I have been trying to find the best method for analysing my data for a while now - I wonder if anyone would be able to offer an outside perspective. I want to undertake some kind of regression analysis in order to investigate the main influences on a dichotomous variable. However, my data has certain properties that mean that a straightforward logistic regression is potentially not the best way forward because:
1) it is nonparametric data, no assumption of normal distribution
1) some variables are correlated
2) The events are rare
3) The dependent variable is dichotomous
4) The independent variables are a mixture of nominal, ordinal and numerical
5) There are a large number of observations (10 000)
To address 1) I have run a VIF analysis, but I don't want to just throw away variables that are redundant unless I have a little more information whether they are marginally or centrally important. So I wanted to undertake a conditional inference tree analysis instead (using party in R based on Carolin Strobl's work) but because of the amount of observations, the program wouldn't run. Is there another way to approach the influence of correlated variables?

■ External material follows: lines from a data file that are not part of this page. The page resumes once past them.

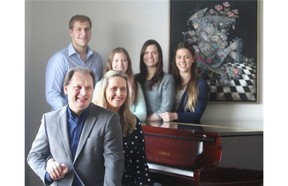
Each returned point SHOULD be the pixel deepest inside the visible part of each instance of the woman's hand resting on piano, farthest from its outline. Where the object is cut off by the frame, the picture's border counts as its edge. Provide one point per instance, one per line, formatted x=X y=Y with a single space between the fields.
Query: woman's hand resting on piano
x=169 y=116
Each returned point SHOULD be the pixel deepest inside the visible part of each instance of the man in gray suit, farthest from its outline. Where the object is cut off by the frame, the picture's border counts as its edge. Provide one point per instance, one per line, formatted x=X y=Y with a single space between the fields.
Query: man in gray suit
x=81 y=143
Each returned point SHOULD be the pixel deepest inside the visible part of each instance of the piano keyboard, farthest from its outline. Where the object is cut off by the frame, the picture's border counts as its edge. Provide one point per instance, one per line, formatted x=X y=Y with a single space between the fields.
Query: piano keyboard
x=170 y=170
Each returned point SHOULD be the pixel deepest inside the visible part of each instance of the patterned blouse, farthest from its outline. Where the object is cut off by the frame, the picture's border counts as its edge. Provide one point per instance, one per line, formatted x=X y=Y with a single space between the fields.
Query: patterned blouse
x=136 y=171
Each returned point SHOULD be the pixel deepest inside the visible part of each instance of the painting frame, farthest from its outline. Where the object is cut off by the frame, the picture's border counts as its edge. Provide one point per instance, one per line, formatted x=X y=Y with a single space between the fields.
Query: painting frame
x=233 y=78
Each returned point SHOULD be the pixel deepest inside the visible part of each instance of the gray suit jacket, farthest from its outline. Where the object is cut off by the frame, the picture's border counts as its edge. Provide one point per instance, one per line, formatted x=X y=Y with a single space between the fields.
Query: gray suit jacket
x=99 y=158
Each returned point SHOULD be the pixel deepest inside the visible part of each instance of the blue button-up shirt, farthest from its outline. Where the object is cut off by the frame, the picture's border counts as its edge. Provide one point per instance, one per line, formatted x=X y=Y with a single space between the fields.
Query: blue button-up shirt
x=57 y=67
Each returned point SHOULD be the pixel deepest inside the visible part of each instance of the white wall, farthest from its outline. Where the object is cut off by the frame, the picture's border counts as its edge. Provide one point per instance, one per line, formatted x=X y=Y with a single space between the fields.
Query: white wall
x=115 y=23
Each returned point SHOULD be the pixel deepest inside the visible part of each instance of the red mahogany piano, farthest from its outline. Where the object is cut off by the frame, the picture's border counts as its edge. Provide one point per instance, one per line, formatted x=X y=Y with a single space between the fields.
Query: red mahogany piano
x=177 y=153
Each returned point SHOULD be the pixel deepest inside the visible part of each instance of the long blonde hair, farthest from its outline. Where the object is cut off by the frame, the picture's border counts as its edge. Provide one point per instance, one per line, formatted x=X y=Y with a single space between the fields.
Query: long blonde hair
x=192 y=86
x=132 y=84
x=127 y=119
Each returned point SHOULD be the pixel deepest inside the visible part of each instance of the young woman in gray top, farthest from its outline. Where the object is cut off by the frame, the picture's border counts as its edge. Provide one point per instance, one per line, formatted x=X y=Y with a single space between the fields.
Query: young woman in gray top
x=158 y=86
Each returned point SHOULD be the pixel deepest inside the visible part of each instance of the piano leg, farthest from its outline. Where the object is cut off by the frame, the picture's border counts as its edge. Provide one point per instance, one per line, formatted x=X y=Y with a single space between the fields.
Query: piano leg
x=169 y=179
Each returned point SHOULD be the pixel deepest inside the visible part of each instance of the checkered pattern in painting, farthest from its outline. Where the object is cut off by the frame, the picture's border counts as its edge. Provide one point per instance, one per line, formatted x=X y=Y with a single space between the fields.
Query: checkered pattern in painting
x=237 y=90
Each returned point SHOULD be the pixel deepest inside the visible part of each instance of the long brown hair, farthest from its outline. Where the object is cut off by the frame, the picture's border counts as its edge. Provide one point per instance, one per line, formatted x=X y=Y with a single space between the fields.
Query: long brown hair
x=141 y=77
x=192 y=86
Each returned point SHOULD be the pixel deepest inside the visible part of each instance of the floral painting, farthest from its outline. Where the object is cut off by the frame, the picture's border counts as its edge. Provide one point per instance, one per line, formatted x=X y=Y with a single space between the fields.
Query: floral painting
x=224 y=37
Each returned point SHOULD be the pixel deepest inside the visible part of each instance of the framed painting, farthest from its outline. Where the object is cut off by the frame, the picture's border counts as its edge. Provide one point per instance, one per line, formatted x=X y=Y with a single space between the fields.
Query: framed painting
x=224 y=37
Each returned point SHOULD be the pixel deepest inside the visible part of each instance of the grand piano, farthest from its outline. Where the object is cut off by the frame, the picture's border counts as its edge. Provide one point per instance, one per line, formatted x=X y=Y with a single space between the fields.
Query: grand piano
x=192 y=154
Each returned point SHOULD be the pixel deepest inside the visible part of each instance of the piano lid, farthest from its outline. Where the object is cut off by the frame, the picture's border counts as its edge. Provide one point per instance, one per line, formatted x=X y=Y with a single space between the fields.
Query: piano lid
x=170 y=145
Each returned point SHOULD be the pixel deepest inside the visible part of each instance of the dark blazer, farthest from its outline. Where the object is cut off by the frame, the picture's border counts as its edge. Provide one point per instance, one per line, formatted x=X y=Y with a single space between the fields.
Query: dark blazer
x=99 y=158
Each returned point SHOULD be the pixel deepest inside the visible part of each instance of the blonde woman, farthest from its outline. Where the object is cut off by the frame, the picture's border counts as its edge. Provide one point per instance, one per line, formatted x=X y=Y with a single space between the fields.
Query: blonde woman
x=119 y=59
x=113 y=95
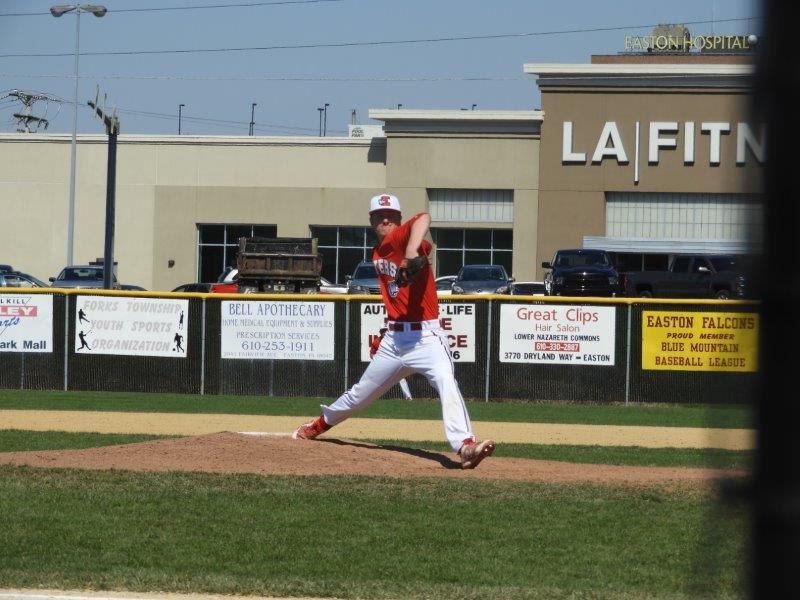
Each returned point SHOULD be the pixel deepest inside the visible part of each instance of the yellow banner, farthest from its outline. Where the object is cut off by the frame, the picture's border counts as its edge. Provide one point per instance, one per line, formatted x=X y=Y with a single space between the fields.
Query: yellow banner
x=699 y=341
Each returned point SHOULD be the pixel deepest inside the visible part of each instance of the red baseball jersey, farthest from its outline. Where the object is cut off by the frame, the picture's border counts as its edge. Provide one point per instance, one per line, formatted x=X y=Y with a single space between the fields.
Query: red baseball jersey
x=414 y=302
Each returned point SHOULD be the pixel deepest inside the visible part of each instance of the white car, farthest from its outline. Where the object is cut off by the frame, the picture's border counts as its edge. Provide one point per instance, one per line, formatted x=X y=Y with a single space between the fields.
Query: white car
x=444 y=285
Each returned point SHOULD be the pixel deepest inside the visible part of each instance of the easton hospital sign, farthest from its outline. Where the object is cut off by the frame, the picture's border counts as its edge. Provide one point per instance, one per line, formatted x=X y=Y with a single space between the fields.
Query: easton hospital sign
x=663 y=135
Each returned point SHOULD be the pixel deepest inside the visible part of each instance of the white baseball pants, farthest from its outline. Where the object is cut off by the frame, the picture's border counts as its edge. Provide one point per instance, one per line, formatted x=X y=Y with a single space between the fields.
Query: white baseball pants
x=402 y=353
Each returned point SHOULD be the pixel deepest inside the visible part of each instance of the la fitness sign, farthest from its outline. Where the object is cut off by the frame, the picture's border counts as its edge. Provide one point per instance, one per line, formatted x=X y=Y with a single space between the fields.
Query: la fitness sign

I also want to account in some way for rare events bias. I have looked at King's relogit package in R, but I need to address (1) first before I know what variables to enter.
Another paper said that ridge regression may dampen down the MSE enough that rare events are not so much of an issue, so I am also trying the CATREG model in SPSS (homals in R) with ridge regression. However I don't want to keep changing over analyses as each has different assumptions, equations and results. Is there something obvious I have missed in terms of the best analysis for the many idiosyncracies of my data?
Thanks in advance